Reasonable accommodations may be made to enable individuals with disabilities to perform these essential functions.

Qualifications:

• Bachelor’s Degree with 2+ years’ clinical experience in the Sciences / Engineering / Health Care / Management OR surrogate experience in Medical Device Clinical Affairs, Product Development, Marketing, and Management in a fast-paced environment

• Experience with Microsoft Office applications, SPSS or other statistical software

• Working knowledge of FDA and EU MDR requirements (ISO14155) for clinical trial conduct

• Demonstrated ability and experience with clinical investigators to motivate, lead, and provide support to group towards rapid, compliant enrollment

• Excellent oral and written communication skills

• Ability to travel up to 10-30% of the time

• Previous publication history or contributions to peer-reviewed articles preferred

Physical Demands:

The physical demands listed here are representative of those that must be met by and employee to successfully perform the essential functions of this job.

• Required to sit; climb or balance; and stoop, kneel, crouch or crawl

• Required to regularly lift and/or move up to 10 pounds, and occasionally lift and/or move up to 25 pounds

• Required to possess specific visons abilities, including: close vision, distance vision, color vision, peripheral vision, depth perception and capacity to adjust focus.

Our Values:

Our Life Moves Us philosophy is built on four values: Passionate About Innovation, Customer Focused, Teamwork, and Driven.
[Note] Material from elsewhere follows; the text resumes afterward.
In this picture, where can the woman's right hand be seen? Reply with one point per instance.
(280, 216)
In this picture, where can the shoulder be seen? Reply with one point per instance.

• Passionate about Innovation: Improving patient care by delivering advanced technology to our customers is at the core of what we do. We are passionate in our role in improving the lives of patients by continuously developing better solutions.

• Customer Focused: We listen to our customers’ needs and respond with a sense of urgency.

• Teamwork: Working together, anything is possible. We value every person on our team and treat each other with respect. We are accountable to one another and support each other. Together, we make each other stronger.

• Driven: We pursue our mission with energy and passion. We are nimble, results-oriented and decisive. We overcome obstacles that arise in our quest to deliver solutions that will improve the lives of our customers and patients.

Equal Employment Opportunity:

Globus Medical is an equal opportunity employer. All applicants will receive consideration for employment without regard to race, color, religion, gender, sexual orientation, age, disability, marital status, pregnancy, national origin or citizenship. We are committed to a diverse workforce. We value all employees’ talents and support an environment that is inclusive and respectful.

Other Duties:

Please note this job description is not designed to cover or contain a comprehensive listing of activities, duties or responsibilities that are required of the employee for this job. Duties, responsibilities and activities may change at any time with or without notice.